As denunciantes são uma trabalhadora doméstica e uma fisioterapeuta particular que atuaram em residências do cantor localizadas na República Dominicana e nas Bahamas. Ambas descrevem um ambiente marcado por controle rígido, humilhações frequentes e medo de represálias. Segundo elas, ameaças constantes de demissão e jornadas exaustivas criavam um clima permanente de tensão dentro das propriedades.
“Sentia-me obrigada a fazer coisas sem ter a opção de dizer não”, relatou a funcionária doméstica. “Aquilo era um pesadelo. Um lugar horrível”, disse. De acordo com o depoimento, recusas a determinadas exigências resultavam em insultos e humilhações, acompanhados de comparações com modelos e da ideia de que ela deveria se considerar “sortuda” por trabalhar para o cantor. A mulher afirma que o tratamento degradante se tornou parte da rotina, afetando sua saúde emocional mesmo após o fim do vínculo profissional.
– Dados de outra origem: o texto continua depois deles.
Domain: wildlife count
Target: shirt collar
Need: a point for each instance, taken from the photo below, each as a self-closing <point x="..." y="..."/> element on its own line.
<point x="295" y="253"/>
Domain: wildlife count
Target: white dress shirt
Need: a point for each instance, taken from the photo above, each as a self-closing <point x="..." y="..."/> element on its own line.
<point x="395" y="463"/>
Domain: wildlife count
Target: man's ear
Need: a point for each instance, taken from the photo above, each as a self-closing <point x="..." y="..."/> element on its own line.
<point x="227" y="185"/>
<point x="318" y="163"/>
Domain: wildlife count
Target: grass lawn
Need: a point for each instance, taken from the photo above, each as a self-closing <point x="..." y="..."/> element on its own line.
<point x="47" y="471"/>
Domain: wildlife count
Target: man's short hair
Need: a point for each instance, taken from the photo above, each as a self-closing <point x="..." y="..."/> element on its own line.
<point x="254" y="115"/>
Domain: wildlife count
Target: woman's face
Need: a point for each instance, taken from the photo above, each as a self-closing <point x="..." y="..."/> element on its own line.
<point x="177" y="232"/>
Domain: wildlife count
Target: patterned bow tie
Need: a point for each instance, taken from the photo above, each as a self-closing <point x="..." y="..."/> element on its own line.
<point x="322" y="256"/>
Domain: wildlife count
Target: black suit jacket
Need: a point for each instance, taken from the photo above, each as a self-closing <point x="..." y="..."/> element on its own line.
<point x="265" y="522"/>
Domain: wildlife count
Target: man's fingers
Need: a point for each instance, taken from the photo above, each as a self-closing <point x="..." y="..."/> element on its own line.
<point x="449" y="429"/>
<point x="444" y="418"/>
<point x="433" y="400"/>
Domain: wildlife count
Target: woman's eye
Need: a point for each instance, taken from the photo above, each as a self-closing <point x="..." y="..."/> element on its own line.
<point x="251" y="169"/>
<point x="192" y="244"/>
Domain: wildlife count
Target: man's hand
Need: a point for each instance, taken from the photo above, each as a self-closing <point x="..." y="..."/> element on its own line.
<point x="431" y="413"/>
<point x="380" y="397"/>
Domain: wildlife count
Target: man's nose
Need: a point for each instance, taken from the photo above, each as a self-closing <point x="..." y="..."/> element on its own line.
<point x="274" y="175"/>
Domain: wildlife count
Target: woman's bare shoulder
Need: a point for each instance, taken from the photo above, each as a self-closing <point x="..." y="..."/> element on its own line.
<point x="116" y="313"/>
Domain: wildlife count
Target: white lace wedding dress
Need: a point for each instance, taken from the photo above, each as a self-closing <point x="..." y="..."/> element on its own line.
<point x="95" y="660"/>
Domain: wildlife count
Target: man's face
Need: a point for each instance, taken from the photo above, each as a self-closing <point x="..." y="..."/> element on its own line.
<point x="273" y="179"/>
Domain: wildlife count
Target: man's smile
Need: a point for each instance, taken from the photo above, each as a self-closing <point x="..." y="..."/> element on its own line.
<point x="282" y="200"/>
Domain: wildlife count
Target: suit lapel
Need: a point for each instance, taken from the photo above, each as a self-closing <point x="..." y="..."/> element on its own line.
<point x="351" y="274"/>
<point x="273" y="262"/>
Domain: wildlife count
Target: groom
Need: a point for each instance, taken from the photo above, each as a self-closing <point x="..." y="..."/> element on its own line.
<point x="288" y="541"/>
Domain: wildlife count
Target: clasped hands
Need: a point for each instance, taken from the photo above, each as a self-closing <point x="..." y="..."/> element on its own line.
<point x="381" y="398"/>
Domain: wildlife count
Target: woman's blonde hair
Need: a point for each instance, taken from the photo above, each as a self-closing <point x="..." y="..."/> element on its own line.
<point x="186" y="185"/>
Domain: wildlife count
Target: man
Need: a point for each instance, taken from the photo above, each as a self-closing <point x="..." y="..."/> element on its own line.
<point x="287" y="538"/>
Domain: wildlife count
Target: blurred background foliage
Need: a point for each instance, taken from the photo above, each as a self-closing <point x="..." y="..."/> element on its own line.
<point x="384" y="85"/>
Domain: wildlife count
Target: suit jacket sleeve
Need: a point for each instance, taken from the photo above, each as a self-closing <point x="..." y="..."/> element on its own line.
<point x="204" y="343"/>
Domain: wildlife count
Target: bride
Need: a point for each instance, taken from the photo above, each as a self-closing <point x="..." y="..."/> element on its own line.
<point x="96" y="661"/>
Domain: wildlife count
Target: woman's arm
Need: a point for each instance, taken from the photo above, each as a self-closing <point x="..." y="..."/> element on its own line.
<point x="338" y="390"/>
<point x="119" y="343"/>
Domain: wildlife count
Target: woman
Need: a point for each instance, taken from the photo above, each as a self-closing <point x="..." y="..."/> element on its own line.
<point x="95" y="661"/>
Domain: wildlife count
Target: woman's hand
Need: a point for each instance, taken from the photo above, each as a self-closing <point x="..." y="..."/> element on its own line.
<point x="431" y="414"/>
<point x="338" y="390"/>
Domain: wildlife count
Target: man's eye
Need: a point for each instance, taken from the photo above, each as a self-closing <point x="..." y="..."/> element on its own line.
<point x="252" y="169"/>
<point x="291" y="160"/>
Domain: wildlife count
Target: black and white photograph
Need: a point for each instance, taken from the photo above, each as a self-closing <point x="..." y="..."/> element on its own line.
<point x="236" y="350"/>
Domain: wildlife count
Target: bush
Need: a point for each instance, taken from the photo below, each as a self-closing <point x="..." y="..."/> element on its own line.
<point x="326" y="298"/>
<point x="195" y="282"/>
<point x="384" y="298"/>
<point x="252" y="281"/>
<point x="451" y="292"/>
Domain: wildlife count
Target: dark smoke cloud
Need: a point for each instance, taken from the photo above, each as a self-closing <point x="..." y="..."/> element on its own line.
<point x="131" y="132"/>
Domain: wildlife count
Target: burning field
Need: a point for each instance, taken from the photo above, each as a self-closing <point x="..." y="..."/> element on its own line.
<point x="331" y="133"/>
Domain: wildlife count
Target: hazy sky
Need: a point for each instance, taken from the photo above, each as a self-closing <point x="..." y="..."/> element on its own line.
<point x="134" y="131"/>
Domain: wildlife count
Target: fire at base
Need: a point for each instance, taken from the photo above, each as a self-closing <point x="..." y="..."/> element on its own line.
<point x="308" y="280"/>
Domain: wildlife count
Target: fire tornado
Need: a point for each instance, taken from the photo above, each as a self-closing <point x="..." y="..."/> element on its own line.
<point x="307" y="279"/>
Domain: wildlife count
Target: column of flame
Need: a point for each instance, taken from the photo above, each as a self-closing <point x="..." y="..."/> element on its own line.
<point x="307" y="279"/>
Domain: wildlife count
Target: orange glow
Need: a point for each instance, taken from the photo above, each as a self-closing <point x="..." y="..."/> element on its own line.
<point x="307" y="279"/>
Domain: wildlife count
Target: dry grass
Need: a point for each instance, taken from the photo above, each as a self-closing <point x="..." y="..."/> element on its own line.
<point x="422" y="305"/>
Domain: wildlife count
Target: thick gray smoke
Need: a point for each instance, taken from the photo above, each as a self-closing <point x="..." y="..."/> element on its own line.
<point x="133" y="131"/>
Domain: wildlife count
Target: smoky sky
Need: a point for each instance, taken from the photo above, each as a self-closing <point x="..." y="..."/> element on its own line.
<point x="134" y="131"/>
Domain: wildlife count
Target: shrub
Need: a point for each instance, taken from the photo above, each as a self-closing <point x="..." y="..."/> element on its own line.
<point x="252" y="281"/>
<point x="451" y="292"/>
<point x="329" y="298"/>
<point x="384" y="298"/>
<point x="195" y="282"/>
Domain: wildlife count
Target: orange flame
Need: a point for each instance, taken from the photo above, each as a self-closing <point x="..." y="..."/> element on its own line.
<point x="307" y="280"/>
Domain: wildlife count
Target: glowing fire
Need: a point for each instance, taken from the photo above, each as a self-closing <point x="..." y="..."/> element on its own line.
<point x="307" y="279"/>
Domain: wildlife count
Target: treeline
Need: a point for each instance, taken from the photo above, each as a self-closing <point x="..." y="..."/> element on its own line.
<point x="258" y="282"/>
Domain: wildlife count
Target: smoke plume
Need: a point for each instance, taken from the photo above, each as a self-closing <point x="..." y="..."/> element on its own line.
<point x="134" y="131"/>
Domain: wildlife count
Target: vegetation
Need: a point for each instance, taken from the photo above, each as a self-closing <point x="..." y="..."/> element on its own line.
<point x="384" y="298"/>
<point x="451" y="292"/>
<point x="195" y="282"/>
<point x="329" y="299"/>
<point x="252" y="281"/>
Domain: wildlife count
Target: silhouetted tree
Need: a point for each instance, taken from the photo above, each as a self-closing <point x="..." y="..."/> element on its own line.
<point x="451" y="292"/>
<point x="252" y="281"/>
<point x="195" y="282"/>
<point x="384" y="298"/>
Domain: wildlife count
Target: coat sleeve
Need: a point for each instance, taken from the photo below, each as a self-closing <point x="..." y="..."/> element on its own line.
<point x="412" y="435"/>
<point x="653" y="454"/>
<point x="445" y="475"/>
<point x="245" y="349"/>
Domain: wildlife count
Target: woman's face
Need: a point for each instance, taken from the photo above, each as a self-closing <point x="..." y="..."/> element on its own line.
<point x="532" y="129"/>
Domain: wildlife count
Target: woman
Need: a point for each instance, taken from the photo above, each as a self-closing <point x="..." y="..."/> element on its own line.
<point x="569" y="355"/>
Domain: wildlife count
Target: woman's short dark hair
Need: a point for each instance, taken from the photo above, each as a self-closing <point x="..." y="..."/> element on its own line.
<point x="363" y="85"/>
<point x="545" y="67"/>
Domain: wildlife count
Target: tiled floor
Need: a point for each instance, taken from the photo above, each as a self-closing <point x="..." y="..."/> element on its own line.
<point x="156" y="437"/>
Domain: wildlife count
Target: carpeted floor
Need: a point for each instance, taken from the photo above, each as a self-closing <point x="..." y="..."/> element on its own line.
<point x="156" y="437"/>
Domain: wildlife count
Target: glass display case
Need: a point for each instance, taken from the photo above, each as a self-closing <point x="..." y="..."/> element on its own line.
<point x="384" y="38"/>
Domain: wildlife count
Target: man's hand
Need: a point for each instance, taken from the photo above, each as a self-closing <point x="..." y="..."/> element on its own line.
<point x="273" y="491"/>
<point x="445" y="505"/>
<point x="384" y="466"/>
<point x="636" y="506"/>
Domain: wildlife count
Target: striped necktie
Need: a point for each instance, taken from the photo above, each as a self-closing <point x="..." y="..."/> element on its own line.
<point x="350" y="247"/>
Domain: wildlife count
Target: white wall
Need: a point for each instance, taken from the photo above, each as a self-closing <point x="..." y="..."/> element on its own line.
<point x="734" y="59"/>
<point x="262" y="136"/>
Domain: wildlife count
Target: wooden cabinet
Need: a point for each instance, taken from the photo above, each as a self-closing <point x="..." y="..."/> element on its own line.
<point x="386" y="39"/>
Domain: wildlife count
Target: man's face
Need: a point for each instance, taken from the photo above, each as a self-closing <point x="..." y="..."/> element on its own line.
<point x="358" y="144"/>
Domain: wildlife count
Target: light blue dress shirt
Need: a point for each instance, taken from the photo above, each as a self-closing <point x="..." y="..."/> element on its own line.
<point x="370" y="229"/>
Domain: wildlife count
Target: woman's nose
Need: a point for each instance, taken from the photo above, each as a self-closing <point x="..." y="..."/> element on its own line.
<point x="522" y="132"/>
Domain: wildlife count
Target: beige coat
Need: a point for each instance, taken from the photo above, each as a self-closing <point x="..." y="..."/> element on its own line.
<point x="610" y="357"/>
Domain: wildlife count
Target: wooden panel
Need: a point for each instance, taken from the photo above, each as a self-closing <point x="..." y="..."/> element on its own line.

A fisioterapeuta descreveu Julio Iglesias como “extremamente controlador” e afirmou que o medo era usado como instrumento de autoridade. “Ele ameaçava demitir você o tempo todo e reforçava que trabalhar para ele era a melhor coisa que poderia ter acontecido na sua vida”, disse. Segundo o relato, regras rígidas eram impostas constantemente, criando um ambiente de vigilância entre os funcionários.
As duas mulheres afirmam que o controle se estendia à vida pessoal. Uma delas relatou receio de que o cantor acessasse seu telefone celular, o que a levava a esconder conversas e imagens por medo de punições. Ambas descrevem um estado contínuo de alerta, que, segundo elas, acabava normalizando comportamentos abusivos dentro das residências.
O impacto emocional teria sido profundo. A fisioterapeuta disse ter desenvolvido um quadro de depressão durante o período de trabalho na casa de Julio Iglesias. Já a empregada doméstica afirmou que permaneceu emocionalmente abalada mesmo após deixar o emprego. “Eles me usaram, me pisotearam”, declarou.
Além das denúncias de controle e humilhação, a trabalhadora doméstica também relatou episódios de abuso sexual. Segundo o depoimento, as situações ocorriam principalmente quando Miranda Rijnsburger, mulher do cantor, não estava presente. Ela afirma que práticas de cunho sexual eram impostas mesmo diante de manifestações claras de desconforto ou recusa.